02-13-2013, 06:10 PM | #1 |
Member
Posts: 10
Karma: 10
Join Date: May 2012
Device: kindle
|
Help optimizing scanned PDF
Does anyone have experience with scanning a book and then optimizing it as a pdf file?
Since I'm fortunate to have an undergraduate schlepper at work who does photocopies for us underpaid professors, I decided to try an ebook experiment today. I had her xerox an entire book. Our Xerox machine's sheet feeder will then allow you to email an entire set of pages to yourself in various formats. The book was 51 (double column) pages. I find that selecting "compact pdf" results in a file that's not to large but fully readible. So the resultant document is 2MB. I decided to run it through OCR software (Nitro 7) so I could have a document with searchable text. There are few images in the book and none on the pages that contain text. Here's where it starts to get confusing. I used the default settings "searchable text image". I ended up with a 60mb file. And I don't understand why. Why was is it 30x larger than the original? I then tried the alternative setting - "editable text". The resulting document looked the same except the few images and some artifacts were removed. But the file was still 7MB, considerably larger than the original. The only other thing I played around with was the "optimize pdf" feature - using the 7mb file. I removed the embedded fonts. I ended up with a 460kb file, that, near as I can tell, looks the same. I understand in principle what embedding fonts means - so that the doc will look exactly the same on all machines - but the book has few distinct fonts in it. So I'm a bit perplexed at how best to optimize a pdf. I want to keep the file sizes small, but I don't want to lose legibility. I see myself doing this a great deal in the future with books I get from Inter-library loan. It's far easier for my research to have them electronically, to read and annotate on my iPad. And having the text searchable is a major asset. The Nitro user guide is less than helpful. These aren't chemistry or economics textbooks, so there aren't flowcharts, pie graphs and what have you. They're mostly text. |
02-14-2013, 03:59 AM | #2 |
Evangelist
Posts: 450
Karma: 343115
Join Date: Nov 2009
Location: Romania
Device: PW2 2014
|
My advice is NOT to scan them directly as PDF, but as images (preferably TIFF or PNG). Then run the images through Scan Tailor and then through ABBYY FineReader if you want some search functionality. This is the "quick and dirty" way.

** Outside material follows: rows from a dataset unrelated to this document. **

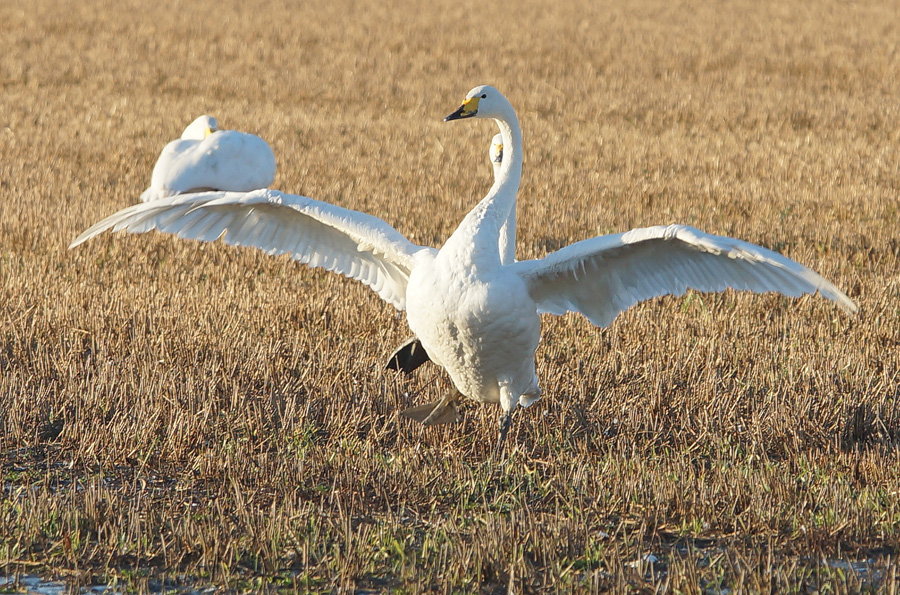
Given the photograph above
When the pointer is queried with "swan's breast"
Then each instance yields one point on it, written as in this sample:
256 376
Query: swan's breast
480 330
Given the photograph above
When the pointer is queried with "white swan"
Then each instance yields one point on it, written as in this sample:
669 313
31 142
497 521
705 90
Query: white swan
477 317
410 354
205 158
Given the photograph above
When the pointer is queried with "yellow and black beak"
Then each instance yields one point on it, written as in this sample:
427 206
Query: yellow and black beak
468 109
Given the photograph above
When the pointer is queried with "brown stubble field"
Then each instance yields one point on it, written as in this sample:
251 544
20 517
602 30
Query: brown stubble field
174 413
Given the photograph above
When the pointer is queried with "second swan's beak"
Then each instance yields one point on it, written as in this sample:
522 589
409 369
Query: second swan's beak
468 109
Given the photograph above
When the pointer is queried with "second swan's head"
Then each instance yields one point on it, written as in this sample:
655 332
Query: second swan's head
482 102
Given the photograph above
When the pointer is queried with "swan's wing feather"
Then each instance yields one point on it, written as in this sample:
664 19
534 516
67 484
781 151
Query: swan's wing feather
354 244
604 276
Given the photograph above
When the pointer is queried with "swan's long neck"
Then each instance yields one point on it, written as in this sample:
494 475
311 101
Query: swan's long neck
476 242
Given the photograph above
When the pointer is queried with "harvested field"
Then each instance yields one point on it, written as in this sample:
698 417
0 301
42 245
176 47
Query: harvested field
182 415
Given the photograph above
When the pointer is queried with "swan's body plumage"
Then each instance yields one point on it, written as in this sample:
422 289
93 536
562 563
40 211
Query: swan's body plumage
205 158
475 309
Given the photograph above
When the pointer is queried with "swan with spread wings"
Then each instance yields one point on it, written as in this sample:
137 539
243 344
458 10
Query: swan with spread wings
474 310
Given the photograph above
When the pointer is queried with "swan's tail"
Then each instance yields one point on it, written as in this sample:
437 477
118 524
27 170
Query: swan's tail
442 411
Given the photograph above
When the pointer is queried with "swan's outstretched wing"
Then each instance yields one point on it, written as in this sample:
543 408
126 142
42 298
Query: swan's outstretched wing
319 234
604 276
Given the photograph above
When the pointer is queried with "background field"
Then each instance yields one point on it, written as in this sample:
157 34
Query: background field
181 414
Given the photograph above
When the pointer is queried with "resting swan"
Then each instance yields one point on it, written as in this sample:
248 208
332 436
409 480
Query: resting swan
410 354
477 317
205 158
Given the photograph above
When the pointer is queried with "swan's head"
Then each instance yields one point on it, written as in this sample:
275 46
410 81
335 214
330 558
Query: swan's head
200 128
496 152
483 102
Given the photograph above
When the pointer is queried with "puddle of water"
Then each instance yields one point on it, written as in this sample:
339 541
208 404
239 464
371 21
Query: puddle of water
35 585
31 584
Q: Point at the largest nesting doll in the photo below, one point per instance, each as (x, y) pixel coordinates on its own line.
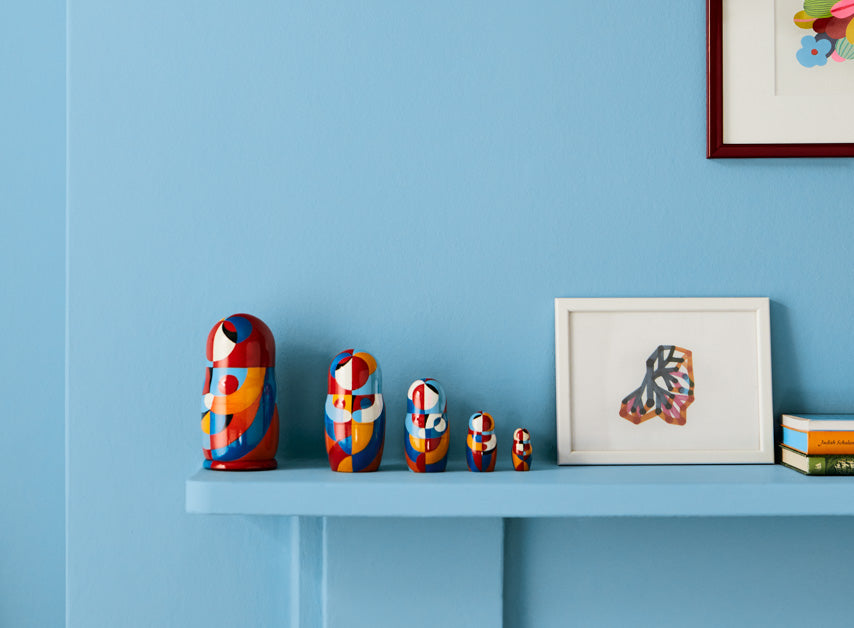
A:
(240, 421)
(355, 413)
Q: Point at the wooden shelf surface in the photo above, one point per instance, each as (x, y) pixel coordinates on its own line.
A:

The "slow and of-an-exceptionally-high-quality way" would be to OCR it with ABBYY FineReader Professional, proofread the entire thing, process the graphics, track down the fonts, redo the layout in Word or InDesign, export as PDF (and maybe tweak a few things in Acrobat), and proofread again the final product. Not many people are willing to spend the time and effort for this, but the result is of very high quality. It's always a pleasure to read such a book. But first make sure that it's worth it, and that it's not already available as an e-book. Open-source alternatives: LibreOffice, GIMP, Scribus. Last edited by DSpider; 02-14-2013 at 05:09 AM. |
02-14-2013, 03:59 AM | #3 | ||||
Wizard
Posts: 2,297
Karma: 12126329
Join Date: Jul 2012
Device: Kobo Forma, Nook
|
Quote:
Are these clean scans? Or are there lots of speckles, page edges, scanning artifacts. Is this just for your own usage, or for others? (If only for your usage, cleaning up the PDF won't really matter if you are fine with the quality). Quote:
Quote:
There are other OCR programs out there. Here is a list of them on Wikipedia: https://en.wikipedia.org/wiki/Compar...ition_software I personally use ABBYY Finereader. Quote:
Or are you just trying to output the OCRed text/images only? |
||||
02-14-2013, 08:20 AM | #4 |
Member
Posts: 10
Karma: 10
Join Date: May 2012
Device: kindle
|
Thanks!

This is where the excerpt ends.